Re: Boot stall regression from "printk for 5.19" merge
From: Petr Mladek
Date: Mon Jun 20 2022 - 11:00:23 EST
On Mon 2022-06-20 08:48:29, Linus Torvalds wrote:
> On Mon, Jun 20, 2022 at 6:44 AM Petr Mladek <pmladek@xxxxxxxx> wrote:
> >
> > Both early console and proper console driver has its own kthread.
> >
> > > 1.166486] f0512000.serial: ttyS0 at MMIO 0xf0512000 (irq = 22, base_baud = 12500000) is a 16550A
> >
> > The line is malformed. I wonder if both early console and proper
> > console used the same port in parallel.
>
> Honestly, I get the feeling that we need to just revert the whole
> "console from thread" thing.
>
> Because:
>
> > So, it looks like that con->write() code is not correctly serialized
> > between the early and normal console.
> > [ ... ]
> > I am going to check the driver...
>
> We really cannot be in the situation that some random driver that used
> to work no longer does, and causes oopses and/or memory corruption
> just because it's now entered differently from how it traditionally
> has been.
>
> The traditional console write code has always been very careful to get
> exclusive access, and it sounds like that is just plain broken now.
>
> So I don't think this is a "driver is broken".

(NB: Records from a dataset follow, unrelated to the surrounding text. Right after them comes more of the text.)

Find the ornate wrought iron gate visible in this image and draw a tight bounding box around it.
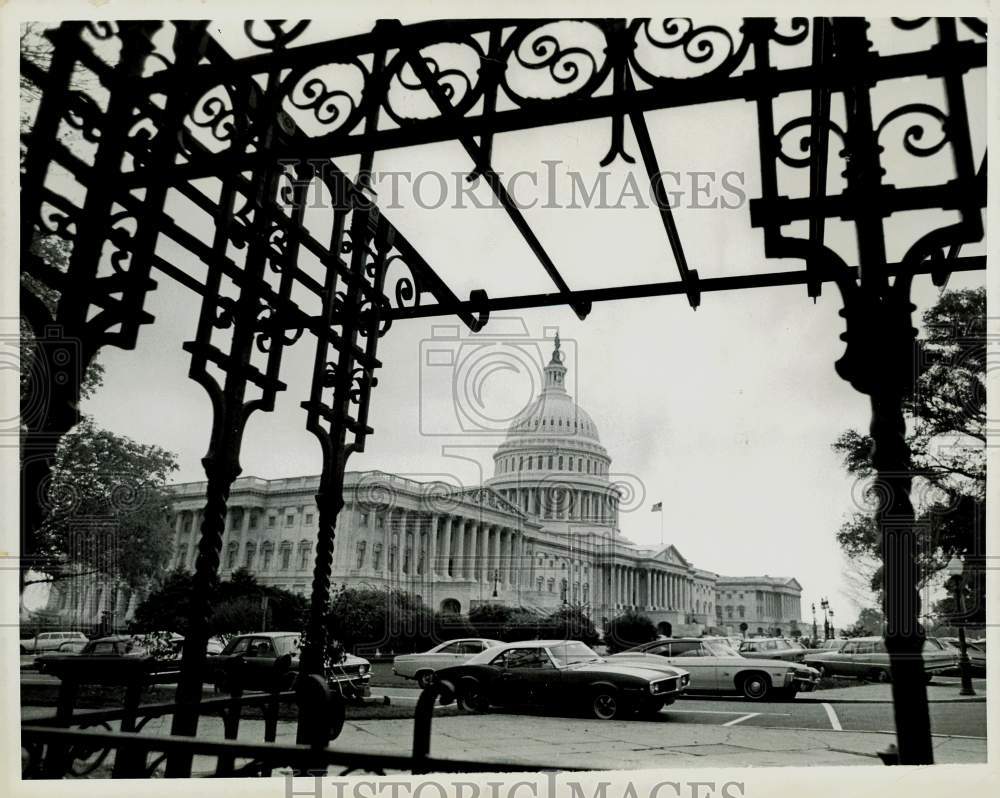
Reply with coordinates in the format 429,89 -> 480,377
20,17 -> 986,770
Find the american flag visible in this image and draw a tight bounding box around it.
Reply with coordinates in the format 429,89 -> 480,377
651,502 -> 662,512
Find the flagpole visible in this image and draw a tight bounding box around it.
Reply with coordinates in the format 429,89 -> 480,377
660,510 -> 664,547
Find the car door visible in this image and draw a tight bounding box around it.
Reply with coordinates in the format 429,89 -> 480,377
835,640 -> 861,676
651,641 -> 714,691
497,647 -> 556,706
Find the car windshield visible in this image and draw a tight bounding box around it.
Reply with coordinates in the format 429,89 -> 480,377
703,640 -> 741,657
548,642 -> 600,666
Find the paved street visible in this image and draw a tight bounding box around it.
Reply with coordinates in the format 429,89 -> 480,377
22,673 -> 986,770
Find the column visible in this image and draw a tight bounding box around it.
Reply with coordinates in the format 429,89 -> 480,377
441,516 -> 452,576
469,521 -> 479,580
396,510 -> 407,579
491,525 -> 501,587
172,513 -> 184,568
453,517 -> 464,578
428,514 -> 438,577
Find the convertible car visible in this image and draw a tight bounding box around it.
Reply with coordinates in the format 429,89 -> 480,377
434,639 -> 689,720
393,638 -> 503,688
803,636 -> 959,682
609,637 -> 819,700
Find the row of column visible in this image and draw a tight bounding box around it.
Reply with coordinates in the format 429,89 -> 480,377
497,487 -> 619,526
380,510 -> 524,589
604,565 -> 694,610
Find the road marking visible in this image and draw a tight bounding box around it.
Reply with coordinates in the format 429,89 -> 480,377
666,708 -> 790,716
822,702 -> 842,731
722,713 -> 759,727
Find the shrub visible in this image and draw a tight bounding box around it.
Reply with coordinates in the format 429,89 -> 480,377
604,610 -> 657,653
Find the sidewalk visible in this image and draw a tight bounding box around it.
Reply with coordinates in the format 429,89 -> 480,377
800,678 -> 987,704
21,707 -> 987,770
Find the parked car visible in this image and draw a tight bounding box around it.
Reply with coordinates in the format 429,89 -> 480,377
939,637 -> 986,675
739,638 -> 808,662
34,633 -> 180,673
609,636 -> 819,700
435,639 -> 689,720
393,638 -> 503,688
803,636 -> 959,682
21,631 -> 88,654
208,631 -> 372,701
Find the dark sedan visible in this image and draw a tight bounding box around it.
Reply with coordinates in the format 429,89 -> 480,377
434,639 -> 689,720
209,631 -> 372,701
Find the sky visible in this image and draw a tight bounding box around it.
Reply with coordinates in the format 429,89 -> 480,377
53,18 -> 988,628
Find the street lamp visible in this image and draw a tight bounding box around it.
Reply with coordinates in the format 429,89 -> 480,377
811,603 -> 818,642
828,609 -> 835,638
492,569 -> 500,599
820,598 -> 830,640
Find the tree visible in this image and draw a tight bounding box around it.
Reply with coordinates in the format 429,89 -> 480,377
542,606 -> 599,646
27,416 -> 178,591
842,606 -> 884,638
603,610 -> 657,654
832,288 -> 985,613
130,569 -> 307,637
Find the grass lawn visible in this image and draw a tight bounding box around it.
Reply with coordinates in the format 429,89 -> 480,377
369,661 -> 416,689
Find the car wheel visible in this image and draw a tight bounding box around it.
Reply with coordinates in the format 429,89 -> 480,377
591,690 -> 620,720
740,672 -> 771,701
875,669 -> 891,684
416,670 -> 435,689
459,681 -> 488,714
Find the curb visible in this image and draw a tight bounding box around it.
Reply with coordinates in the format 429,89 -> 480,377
795,695 -> 985,704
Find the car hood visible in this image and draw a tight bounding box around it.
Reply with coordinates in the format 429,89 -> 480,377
565,660 -> 687,680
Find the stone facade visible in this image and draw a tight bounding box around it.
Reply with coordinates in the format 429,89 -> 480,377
47,337 -> 805,635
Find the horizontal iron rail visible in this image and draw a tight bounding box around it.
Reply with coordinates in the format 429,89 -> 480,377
21,725 -> 575,774
127,35 -> 986,186
342,255 -> 986,322
25,689 -> 296,728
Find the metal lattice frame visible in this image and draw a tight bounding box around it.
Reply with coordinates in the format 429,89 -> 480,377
20,17 -> 986,771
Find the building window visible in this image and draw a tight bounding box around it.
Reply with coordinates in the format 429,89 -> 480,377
389,544 -> 397,572
568,456 -> 573,470
548,455 -> 553,469
226,542 -> 238,570
558,456 -> 563,470
284,514 -> 293,527
536,576 -> 543,591
268,516 -> 276,528
586,461 -> 590,474
262,542 -> 273,570
280,543 -> 292,570
547,578 -> 555,593
583,584 -> 589,604
360,512 -> 369,526
244,542 -> 256,569
372,543 -> 383,571
726,605 -> 734,619
356,541 -> 367,569
305,512 -> 313,525
249,512 -> 258,529
299,542 -> 312,570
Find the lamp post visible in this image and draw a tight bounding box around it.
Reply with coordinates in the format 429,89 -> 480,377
492,569 -> 500,599
811,603 -> 818,642
828,609 -> 835,639
820,598 -> 830,640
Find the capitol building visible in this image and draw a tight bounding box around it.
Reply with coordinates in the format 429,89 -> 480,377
44,337 -> 803,637
166,336 -> 803,637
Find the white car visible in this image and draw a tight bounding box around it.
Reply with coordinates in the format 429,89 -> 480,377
393,638 -> 503,688
21,631 -> 88,654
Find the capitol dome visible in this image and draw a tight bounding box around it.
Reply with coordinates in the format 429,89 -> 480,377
485,334 -> 620,530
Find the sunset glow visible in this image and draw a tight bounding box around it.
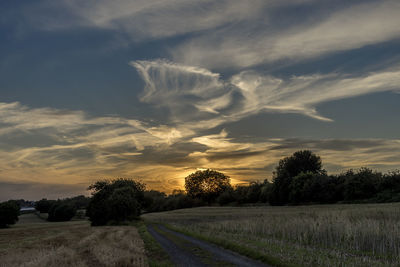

I see what you think. There might be so many problems with the drivers
because they were never used this way. It looks like we opened a can
of worms. It is even more problematic because it causes silent boot
crashes and it is hard to debug.
I kind of agree with this and I have started looking at some more
generic solution.
All these boot crashes were in exactly the same situation when the
proper console was initialized and registered while there was
the early console used at the same time. It is a problem because
they use the same port.
The parallel use of different consoles should be much more
safe because they are much more independent.
There are the following possibilities:
1. Enable the kthreads later after the early consoles are gone.
This is easy and should fix all known boot problems.
2. Temporary stop the kthreads and use direct printing when
the proper consoles are registered. Well, this might be
more complicated because the port might be accessed
also before register_console() is called.
3. Another solution would be to use the global conosle_lock()
also to synchronize the kthreads against each other. But
it would be unfortunate.
I am going to prepare 1st solution.
Best Regards,
Petr